Mink paced until sleep or skinning. Manny coughed like he was in charge, regret anchored
in his lungs. He called me ‘new meat’ & laughed when I flinched every time the mink
shrieked. With rubber gloves, I palm-ladled paste so thick & near-frozen cold my arm
turned blue-numb. Their mad red August eyes tracked my hand as I plopped the slop
on top of each cage. Mink don’t blink, just stare like tiny generals plotting their next move.
Manny said “Don’t name them. They bite harder if they know you care.” By 10 a.m. it
was 90 degrees & time to clean the cages. We’d fill half-rusted wheelbarrows with pounds of
mink shit, the stench so putrid it made second grade cafeteria cleaner smell like Chanel &
taught you to breathe shallow, not swallow. I got my friend Vinny a job there. He never made
it to lunch. My lunch was packed in wax paper. Two folded slices of baloney like tongues
pressed into silence as we ate on crates behind the freezer. The pit was the worst. A low throat-
thickening burnt offering tide. The flies came as judgment, a vibrating black-hole-sun
murmuration so thick you had to walk through it sideways. If hell had a smell this would be
it; it entered your skin & drooled at night onto your pillow like a wet kiss. We dumped
everything there. Piss, shit, blood, guts, bile: whatever came out. The salty-dredge ammonia
stink stuck to you like teeth. What stayed with me was the stillness between things,
the pause between one cage & the next. The flies’ low electric humming despair. How
Manny talked to the mink like they owed him something. Once a mink got out. He was
standing on a cage, not frantic, surveilling as if language were listening. A shovel screamed
my name like an order. He looked at me and leapt, black-spined spiral arced against the
aluminum sky. Manny and a few of the workers chased the mink with rakes and snares.

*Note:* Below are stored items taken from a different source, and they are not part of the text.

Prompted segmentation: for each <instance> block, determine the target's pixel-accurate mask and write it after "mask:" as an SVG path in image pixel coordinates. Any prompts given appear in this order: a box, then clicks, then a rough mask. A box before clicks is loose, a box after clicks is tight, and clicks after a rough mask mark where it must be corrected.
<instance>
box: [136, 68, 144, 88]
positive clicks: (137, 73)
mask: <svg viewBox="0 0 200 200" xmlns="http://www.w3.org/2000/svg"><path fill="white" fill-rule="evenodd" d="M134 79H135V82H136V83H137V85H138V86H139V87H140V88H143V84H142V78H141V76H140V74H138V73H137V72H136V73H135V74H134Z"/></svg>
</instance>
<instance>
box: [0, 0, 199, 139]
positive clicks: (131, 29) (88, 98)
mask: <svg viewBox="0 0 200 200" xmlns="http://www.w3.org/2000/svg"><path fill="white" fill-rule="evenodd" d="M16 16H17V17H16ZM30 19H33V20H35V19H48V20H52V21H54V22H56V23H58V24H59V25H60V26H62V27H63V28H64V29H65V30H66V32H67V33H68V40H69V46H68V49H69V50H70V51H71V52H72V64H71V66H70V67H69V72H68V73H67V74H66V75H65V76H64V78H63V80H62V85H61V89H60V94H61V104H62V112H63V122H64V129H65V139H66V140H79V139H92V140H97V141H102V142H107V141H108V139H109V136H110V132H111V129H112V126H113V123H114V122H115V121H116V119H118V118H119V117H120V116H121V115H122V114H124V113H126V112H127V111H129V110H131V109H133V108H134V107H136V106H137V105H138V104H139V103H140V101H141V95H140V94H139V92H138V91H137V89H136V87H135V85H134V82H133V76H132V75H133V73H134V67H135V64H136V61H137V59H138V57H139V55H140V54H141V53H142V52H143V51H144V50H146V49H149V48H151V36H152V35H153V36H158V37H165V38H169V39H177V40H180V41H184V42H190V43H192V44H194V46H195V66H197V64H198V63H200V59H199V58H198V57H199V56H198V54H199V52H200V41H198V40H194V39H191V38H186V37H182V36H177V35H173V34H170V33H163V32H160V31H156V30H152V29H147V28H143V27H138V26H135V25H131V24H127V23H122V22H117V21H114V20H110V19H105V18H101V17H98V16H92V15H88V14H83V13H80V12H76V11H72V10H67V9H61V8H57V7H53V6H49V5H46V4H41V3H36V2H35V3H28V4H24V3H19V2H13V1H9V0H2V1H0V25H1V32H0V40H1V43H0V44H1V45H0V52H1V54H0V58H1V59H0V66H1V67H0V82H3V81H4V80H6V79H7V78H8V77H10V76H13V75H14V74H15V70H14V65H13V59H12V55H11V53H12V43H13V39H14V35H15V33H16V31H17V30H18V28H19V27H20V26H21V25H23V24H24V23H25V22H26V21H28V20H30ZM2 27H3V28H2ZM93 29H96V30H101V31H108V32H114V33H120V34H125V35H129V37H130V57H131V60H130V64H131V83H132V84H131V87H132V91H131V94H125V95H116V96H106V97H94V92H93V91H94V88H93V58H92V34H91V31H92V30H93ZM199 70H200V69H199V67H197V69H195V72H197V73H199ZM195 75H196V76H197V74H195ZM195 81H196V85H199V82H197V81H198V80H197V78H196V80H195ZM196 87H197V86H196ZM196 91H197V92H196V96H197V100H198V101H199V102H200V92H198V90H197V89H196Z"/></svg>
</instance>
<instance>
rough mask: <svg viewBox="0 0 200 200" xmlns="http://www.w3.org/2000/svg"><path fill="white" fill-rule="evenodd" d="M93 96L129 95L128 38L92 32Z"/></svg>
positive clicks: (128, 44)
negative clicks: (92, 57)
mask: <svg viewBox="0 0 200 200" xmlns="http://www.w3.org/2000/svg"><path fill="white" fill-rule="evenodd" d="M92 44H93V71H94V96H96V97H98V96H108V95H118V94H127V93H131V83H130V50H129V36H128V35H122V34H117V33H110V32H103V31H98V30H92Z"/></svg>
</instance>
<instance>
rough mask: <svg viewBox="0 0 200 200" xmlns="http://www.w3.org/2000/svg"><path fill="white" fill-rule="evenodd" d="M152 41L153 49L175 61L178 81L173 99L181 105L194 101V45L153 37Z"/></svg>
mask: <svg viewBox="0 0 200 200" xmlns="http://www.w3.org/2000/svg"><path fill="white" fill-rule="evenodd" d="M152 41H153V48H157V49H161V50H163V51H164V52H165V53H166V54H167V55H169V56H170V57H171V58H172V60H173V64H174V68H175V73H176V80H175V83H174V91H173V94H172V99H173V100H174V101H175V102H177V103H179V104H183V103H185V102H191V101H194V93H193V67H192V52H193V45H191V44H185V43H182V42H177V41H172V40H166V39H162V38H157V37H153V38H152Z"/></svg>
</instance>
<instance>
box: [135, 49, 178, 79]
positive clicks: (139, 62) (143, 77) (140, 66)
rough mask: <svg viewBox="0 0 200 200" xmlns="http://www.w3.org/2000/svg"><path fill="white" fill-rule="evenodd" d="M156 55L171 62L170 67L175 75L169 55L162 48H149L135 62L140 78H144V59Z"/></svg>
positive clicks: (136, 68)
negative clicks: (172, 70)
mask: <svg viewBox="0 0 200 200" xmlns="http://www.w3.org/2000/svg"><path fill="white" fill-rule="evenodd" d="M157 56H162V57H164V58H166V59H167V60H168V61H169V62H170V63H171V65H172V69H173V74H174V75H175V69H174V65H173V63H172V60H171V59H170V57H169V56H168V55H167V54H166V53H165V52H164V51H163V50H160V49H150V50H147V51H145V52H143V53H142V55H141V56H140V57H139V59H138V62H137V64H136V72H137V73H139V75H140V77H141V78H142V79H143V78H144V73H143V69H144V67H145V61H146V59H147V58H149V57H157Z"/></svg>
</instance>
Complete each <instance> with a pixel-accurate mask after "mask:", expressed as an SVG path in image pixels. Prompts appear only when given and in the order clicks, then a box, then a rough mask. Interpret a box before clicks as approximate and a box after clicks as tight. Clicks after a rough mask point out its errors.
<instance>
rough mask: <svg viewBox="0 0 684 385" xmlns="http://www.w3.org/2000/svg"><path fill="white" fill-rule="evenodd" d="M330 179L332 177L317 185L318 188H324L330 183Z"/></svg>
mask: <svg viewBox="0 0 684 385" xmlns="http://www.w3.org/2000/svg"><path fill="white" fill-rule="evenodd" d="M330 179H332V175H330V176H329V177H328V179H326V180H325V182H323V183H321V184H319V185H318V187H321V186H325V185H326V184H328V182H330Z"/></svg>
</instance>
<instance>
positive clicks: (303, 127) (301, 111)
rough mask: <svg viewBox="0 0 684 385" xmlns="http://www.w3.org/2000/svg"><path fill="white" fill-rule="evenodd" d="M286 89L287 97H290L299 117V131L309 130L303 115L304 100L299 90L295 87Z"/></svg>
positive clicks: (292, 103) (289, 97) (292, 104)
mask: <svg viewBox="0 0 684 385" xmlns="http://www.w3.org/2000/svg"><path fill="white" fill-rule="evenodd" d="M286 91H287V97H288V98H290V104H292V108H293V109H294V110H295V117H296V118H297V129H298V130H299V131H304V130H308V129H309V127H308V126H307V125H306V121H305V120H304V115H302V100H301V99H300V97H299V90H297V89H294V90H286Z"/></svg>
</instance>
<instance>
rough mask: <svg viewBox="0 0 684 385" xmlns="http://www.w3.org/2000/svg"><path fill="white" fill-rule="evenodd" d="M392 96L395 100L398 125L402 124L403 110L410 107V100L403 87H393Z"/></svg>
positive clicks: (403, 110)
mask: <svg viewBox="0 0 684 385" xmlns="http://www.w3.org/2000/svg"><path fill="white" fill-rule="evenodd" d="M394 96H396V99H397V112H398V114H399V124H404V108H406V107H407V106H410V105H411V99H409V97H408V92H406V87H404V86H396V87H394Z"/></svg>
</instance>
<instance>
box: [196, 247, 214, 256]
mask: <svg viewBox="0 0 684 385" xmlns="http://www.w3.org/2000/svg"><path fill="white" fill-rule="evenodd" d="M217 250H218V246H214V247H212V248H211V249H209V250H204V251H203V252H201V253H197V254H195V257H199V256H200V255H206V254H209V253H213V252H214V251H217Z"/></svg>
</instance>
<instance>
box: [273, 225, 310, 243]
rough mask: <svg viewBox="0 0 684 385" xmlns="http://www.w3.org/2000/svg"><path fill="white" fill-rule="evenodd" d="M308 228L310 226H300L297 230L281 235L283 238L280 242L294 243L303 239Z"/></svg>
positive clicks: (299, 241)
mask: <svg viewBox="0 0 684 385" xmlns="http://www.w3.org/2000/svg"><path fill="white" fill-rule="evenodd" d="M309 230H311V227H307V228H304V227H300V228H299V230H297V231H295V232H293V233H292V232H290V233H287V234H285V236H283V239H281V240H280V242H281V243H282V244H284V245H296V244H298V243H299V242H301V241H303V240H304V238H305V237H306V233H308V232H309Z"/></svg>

I froze, cheering silently with a slight sneer hoping the mink would be swallowed
by the pines. I think about that mink, how he stood tall & calm, how he never shrieked, how
he didn’t hesitate or look back, how maybe freedom is just not asking for permission.
ED GAUDET is a poet and software entrepreneur from Hanover, Massachusetts. His work has appeared in The Southwest Review, The Journal of American Medical Association (JAMA), Nixes Mate Review, Blood & Bourbon, The Inflectionist Review, the Fourth River, Slipstream, Clade Song, Naugatuck River Review, Panoply, and Burningword Literary Journal.